Enraciné dans la nature, « Silent Friend » va changer votre façon de voir les arbres

Certains films changeront à jamais votre façon de voir les plantes.

Sans surprise, beaucoup d'entre eux sont des thrillers et des films de science-fiction, comme , , ou, plus récemment, la panique florale qui contrôle l'esprit . Vous pourriez probablement créer une version plus sinistre du nouveau drame, qui oserait suggérer que l'arbre devant votre porte ou le géranium sur le rebord de votre fenêtre pourrait vous étudier attentivement – et pourrait même vous tendre la main, s'il le peut, et vous dire ce qu'il pense.

Mais le cinéaste hongrois Ildikó Enyedi ne cherche pas à nous faire peur. Elle veut que nous quittions ce film en nous sentant plus connectés au monde naturel.

raconte trois histoires distinctes, toutes situées à des périodes différentes sur plus d'un siècle, mais ancrées au même endroit : l'Université de Marburg en Allemagne. Tout d'abord, nous rencontrons un neuroscientifique nommé Tony, interprété par la star hongkongaise Tony Leung Chiu-wai, qui visite l'école en tant que chercheur invité.

Nous sommes en 2020, et lorsque le COVID-19 frappe, Tony se retrouve bloqué sur un campus presque vide. Ennuyé et solitaire, il tombe sur des vidéos en ligne mettant en vedette une botaniste française, Alice, interprétée par Léa Seydoux, et est captivé par sa théorie selon laquelle les plantes ont une conscience très développée. Inspiré, Tony planifie une expérience et entre en contact avec Alice via Zoom pour lui demander conseil.

L'expérience de Tony consiste à fixer des capteurs électroniques sur les feuilles et le tronc d'un ginkgo biloba vieux de près de 200 ans et à étudier les données obtenues pour voir ce que la plante pourrait essayer de communiquer, le cas échéant. D'une certaine manière, cet arbre est le véritable protagoniste de ; c'est le seul personnage assez vieux pour apparaître dans les trois périodes.

Dans la première histoire, qui se déroule en 1908, une aspirante botaniste nommée Grete, interprétée par Luna Wedler, devient la première étudiante admise à l'université. Tout en poursuivant ses études, elle se forme pour devenir photographe et développe une appréciation esthétique plus profonde des fleurs, des fruits et des légumes qu'elle se retrouve souvent à photographier.

La troisième histoire se déroule en 1972 : un jeune homme nommé Hannes, interprété par Enzo Brumm, est chargé de s'occuper du précieux géranium de son colocataire. Dans une première version primitive de l'expérience de Tony en 2020, Hannes se retrouve à étudier et à décoder les réponses de la fleur aux stimuli.

Le film coupe vigoureusement ces trois histoires, les enroulant les unes autour des autres comme des vignes. Il n'y a cependant aucun risque de se perdre, puisque chaque époque a son propre style visuel : le film en noir et blanc pour le début du XXe siècle ; film couleur chaud et granuleux pour les années 70 ; et du numérique cool et haute définition pour 2020. Chaque époque, semble dire Enyedi, a ses propres avancées technologiques.

Chaque époque a également ses propres pressions politiques : dans les trois histoires, l’université est un lieu où le progrès humain est à la fois encouragé et menacé. Tony doit faire face à l'isolement pandémique et au personnel paranoïaque du campus. Grete doit endurer la profonde condescendance de ses professeurs et de ses pairs, entièrement masculins. Et Hannes trouve que même l'esprit de laisser-aller des années 70 peut être étouffant de manière inattendue.

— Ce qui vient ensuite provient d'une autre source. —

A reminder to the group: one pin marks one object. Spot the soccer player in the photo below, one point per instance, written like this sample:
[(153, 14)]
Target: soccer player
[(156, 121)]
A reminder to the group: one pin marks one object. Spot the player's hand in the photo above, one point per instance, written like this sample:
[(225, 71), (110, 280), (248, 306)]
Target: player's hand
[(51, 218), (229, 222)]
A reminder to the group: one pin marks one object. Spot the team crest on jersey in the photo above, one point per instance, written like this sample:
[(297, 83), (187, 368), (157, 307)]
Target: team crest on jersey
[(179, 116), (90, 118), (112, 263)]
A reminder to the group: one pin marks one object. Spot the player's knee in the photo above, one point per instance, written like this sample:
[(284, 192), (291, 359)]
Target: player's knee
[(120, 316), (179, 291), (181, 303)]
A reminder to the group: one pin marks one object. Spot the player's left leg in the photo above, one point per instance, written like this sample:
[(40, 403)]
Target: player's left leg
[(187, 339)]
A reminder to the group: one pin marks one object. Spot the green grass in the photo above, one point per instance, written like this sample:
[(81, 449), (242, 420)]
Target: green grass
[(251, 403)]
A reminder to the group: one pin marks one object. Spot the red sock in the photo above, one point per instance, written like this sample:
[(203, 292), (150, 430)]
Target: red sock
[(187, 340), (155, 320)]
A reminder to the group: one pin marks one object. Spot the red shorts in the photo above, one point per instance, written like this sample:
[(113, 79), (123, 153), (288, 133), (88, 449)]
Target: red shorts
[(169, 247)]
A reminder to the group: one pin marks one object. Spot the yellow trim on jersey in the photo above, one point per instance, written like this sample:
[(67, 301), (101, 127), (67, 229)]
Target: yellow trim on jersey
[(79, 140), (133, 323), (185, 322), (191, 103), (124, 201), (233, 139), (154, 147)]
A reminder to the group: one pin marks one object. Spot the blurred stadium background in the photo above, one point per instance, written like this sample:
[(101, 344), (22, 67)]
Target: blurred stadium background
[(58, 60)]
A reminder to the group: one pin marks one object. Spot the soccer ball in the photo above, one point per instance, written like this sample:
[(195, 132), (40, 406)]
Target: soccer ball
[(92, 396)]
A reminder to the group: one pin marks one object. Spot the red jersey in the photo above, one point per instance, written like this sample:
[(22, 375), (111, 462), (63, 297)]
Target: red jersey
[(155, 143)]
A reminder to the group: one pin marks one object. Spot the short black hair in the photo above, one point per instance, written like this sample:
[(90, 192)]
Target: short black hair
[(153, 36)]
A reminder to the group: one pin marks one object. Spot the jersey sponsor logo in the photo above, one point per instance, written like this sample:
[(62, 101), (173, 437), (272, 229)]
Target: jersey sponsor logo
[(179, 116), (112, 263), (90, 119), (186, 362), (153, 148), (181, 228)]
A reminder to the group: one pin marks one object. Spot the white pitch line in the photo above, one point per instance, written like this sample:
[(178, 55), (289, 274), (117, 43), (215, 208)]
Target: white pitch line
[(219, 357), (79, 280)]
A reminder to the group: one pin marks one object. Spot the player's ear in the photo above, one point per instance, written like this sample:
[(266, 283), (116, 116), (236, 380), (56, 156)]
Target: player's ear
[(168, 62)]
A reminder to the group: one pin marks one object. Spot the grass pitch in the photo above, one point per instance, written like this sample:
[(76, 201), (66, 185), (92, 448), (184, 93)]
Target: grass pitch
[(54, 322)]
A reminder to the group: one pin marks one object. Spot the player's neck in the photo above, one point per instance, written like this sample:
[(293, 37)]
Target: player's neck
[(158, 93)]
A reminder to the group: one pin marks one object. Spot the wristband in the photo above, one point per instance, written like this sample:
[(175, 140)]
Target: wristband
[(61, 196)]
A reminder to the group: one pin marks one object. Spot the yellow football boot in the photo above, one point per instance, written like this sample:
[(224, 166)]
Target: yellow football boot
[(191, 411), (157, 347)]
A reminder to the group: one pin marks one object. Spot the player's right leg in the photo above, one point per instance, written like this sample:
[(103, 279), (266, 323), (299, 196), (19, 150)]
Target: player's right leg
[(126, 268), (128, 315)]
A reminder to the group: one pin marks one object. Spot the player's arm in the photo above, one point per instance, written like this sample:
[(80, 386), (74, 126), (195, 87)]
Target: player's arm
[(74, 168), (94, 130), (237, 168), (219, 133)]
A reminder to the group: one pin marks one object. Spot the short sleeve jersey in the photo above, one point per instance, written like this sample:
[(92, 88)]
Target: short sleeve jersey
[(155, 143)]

Enyedi adore raconter des histoires sur les marginaux et les outsiders, et leur insuffle un sentiment magique de possibilité. En 2017, elle a réalisé la romance nominée aux Oscars, sur deux ouvriers d'abattoir qui commencent à se voir dans leurs rêves. Désormais, dans , elle nous donne trois personnages distincts, tous étrangers d'une manière ou d'une autre, et qui utilisent tous la science pour aller au-delà de ce qui peut être strictement observé.

Aussi merveilleux que soient ses trois protagonistes humains – en particulier Leung, qui est toujours aussi fascinant dans sa première grande production européenne – le cinéaste nous encourage à considérer le point de vue d'une plante. Elle cadre parfois les acteurs de haut, comme si la caméra était perchée sur une branche au-dessus de leurs têtes. Dans une scène, Grete profite d'une pause cigarette sous le ginkgo bilobatree, et on voit en gros plans une feuille se faner au contact de la fumée.

Il faut de la patience pour voir les choses sous cet angle, pour apprécier la vulnérabilité et la beauté d’une graine en germination, d’une fleur en herbe ou d’une tête de brocoli. Si vous le permettez, vous ouvrirez doucement les yeux sur cette beauté.